Awed early by miracles of transplantation and dismayed by the higher magnitude of need, she has consistently sought alternatives. Rewarded by a vigorous practice, her clinical quest is for clarity that is actionable, as with the wet-dry:warm-cold profiles, right-left mismatch, HFbetterEF, and INTERMACS levels. As a devotee of classic mysteries, her research themes include detection and relief of congestion, trajectories of cardiomyopathy, and decision-making beyond per-cents to per patient-centered outcomes.
Her trail is marked by leadership roles in ESCAPE, REMATCH and HF Network Trials, and by contributions to the design of INTERMACS and ICD registries, the “less sick” REVIVAL, algorithms for optivolemia, and HF hospitalization pathways. She has served on the FDA Cardio-Renal panel, and as associate editor for Circulation, the launch of Circulation Heart Failure, and currently JACC.
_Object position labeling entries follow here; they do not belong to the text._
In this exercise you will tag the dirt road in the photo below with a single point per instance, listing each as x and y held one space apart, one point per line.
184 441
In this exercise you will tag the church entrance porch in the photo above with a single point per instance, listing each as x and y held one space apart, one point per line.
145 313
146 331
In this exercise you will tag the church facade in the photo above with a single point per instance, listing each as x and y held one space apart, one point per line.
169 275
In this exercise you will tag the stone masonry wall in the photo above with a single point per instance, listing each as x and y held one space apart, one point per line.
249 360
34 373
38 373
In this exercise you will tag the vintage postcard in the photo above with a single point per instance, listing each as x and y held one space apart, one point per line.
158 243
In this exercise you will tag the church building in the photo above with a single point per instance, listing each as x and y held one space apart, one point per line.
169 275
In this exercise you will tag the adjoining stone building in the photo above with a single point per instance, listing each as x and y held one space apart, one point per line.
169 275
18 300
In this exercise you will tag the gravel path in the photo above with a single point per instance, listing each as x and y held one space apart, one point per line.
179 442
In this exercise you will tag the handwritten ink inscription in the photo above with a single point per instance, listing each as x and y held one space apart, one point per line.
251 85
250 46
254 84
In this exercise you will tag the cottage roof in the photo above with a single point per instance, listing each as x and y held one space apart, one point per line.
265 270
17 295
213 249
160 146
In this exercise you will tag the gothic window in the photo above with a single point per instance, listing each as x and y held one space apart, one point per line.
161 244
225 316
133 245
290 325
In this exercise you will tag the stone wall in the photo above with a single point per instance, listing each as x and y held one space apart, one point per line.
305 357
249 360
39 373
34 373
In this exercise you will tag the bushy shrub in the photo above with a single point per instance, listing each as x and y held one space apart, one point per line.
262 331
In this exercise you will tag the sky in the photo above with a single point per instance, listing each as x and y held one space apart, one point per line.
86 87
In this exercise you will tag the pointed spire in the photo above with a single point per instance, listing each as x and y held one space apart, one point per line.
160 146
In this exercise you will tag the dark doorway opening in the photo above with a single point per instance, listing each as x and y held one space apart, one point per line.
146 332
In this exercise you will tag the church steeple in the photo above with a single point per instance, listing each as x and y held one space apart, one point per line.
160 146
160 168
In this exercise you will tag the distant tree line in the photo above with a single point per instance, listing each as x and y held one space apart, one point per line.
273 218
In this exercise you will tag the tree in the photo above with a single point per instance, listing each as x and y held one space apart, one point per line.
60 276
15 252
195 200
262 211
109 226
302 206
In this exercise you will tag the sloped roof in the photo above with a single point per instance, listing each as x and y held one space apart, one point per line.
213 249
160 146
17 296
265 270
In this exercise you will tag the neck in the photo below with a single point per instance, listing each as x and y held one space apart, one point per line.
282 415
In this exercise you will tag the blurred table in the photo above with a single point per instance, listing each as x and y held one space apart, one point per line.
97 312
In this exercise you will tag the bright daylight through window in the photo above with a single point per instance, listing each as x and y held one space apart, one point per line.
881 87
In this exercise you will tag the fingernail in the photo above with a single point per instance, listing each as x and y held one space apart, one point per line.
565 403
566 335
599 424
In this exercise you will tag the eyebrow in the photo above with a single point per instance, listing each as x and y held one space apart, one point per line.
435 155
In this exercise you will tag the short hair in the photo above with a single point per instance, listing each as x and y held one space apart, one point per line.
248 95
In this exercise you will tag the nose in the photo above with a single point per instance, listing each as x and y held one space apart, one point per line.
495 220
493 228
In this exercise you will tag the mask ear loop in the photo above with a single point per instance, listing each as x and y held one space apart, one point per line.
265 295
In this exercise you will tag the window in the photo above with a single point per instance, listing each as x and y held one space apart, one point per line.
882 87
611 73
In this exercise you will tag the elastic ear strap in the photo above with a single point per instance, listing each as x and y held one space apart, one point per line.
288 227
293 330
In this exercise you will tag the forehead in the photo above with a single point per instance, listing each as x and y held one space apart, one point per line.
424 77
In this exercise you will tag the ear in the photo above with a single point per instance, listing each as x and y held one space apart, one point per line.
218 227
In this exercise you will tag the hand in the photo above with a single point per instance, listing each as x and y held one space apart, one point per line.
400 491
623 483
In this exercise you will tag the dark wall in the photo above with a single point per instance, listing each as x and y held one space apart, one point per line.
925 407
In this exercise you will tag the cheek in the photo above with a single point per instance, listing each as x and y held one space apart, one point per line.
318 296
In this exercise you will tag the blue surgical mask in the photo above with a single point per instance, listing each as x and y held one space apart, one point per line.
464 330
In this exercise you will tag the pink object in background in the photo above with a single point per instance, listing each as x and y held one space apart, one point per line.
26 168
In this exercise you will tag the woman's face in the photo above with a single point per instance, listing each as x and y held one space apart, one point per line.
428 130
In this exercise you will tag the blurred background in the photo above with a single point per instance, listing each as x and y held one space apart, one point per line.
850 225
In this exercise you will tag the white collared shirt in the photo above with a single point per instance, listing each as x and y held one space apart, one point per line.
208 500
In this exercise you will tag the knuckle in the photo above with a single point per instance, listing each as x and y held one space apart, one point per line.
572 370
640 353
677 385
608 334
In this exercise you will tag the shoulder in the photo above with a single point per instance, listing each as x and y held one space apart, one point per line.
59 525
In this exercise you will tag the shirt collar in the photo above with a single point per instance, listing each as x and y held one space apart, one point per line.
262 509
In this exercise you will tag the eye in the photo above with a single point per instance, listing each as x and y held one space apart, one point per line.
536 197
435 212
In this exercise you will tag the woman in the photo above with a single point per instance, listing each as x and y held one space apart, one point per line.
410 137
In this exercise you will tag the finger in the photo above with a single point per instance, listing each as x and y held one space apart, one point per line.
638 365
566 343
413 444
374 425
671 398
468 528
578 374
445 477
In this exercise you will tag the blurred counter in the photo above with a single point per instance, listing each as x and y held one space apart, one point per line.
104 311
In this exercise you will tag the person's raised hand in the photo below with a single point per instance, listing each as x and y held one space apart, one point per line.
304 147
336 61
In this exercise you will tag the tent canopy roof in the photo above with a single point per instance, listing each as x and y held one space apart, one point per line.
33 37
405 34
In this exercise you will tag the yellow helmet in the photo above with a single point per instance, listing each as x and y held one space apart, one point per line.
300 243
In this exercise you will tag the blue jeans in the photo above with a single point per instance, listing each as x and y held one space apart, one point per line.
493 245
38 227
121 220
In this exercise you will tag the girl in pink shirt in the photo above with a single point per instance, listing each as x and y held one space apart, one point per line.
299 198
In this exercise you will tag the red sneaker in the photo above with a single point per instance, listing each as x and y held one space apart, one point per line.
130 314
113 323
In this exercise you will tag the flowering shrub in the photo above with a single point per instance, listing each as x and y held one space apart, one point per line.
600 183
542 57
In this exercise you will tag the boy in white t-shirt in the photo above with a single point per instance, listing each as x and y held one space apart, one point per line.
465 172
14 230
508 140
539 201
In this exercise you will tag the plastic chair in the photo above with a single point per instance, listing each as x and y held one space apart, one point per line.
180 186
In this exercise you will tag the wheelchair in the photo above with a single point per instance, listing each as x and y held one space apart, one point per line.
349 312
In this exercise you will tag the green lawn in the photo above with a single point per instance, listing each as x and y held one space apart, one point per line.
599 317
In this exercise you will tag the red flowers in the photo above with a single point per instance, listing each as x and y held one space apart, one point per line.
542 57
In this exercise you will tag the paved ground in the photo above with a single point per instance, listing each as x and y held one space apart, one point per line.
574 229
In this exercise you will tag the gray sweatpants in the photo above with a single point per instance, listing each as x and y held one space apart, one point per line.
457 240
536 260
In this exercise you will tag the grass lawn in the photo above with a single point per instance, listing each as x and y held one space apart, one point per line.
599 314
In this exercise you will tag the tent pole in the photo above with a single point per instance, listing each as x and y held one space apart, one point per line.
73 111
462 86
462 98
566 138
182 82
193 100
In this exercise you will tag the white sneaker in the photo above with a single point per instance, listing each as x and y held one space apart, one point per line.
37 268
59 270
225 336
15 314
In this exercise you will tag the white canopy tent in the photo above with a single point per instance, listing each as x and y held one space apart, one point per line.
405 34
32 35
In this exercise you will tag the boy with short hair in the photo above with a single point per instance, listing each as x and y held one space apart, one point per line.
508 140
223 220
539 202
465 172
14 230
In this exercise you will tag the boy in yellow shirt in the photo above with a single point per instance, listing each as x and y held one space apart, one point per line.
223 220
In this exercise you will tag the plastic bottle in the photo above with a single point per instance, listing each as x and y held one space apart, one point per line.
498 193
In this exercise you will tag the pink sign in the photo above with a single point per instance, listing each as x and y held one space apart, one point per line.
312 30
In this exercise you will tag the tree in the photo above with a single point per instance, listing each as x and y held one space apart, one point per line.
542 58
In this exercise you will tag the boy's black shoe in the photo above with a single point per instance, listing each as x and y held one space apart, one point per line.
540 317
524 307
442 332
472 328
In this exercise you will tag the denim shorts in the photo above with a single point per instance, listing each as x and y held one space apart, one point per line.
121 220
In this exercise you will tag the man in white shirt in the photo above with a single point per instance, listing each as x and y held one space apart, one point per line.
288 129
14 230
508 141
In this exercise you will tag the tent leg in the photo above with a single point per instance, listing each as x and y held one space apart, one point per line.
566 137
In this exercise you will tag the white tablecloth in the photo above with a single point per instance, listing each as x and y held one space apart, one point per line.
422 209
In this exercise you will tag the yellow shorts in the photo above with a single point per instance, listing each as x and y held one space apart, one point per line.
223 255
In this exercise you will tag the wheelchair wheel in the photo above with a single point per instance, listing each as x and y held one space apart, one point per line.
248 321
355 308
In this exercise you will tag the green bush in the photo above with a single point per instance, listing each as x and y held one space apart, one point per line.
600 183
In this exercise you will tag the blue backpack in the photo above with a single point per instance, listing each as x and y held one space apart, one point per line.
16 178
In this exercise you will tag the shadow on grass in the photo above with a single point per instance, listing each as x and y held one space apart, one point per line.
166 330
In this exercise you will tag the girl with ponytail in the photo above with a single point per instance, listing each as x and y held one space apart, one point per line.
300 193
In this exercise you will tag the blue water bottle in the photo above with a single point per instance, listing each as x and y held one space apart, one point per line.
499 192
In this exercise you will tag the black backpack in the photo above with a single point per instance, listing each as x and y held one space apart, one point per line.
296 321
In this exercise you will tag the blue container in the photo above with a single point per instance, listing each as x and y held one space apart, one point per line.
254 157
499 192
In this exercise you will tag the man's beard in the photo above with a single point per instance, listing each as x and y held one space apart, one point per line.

Lynne always writes from an outline and has contributed to over 30 national guidelines covering transplantation, HF (including the HFSA guideline of 1999), rhythm devices, and advanced decision-making. During 35 years, she supervised 2 NHLBI networks of young investigators and trained 55 fellows in advanced HF, half of whom are women. Her strong commitments remain educating to extend the patient-clinician connection and the role of advanced nurses, re-defining HF without congestion, exploring arrhythmogenic cardiomyopathies, and adapting evidence to personalize care for quality and length of life.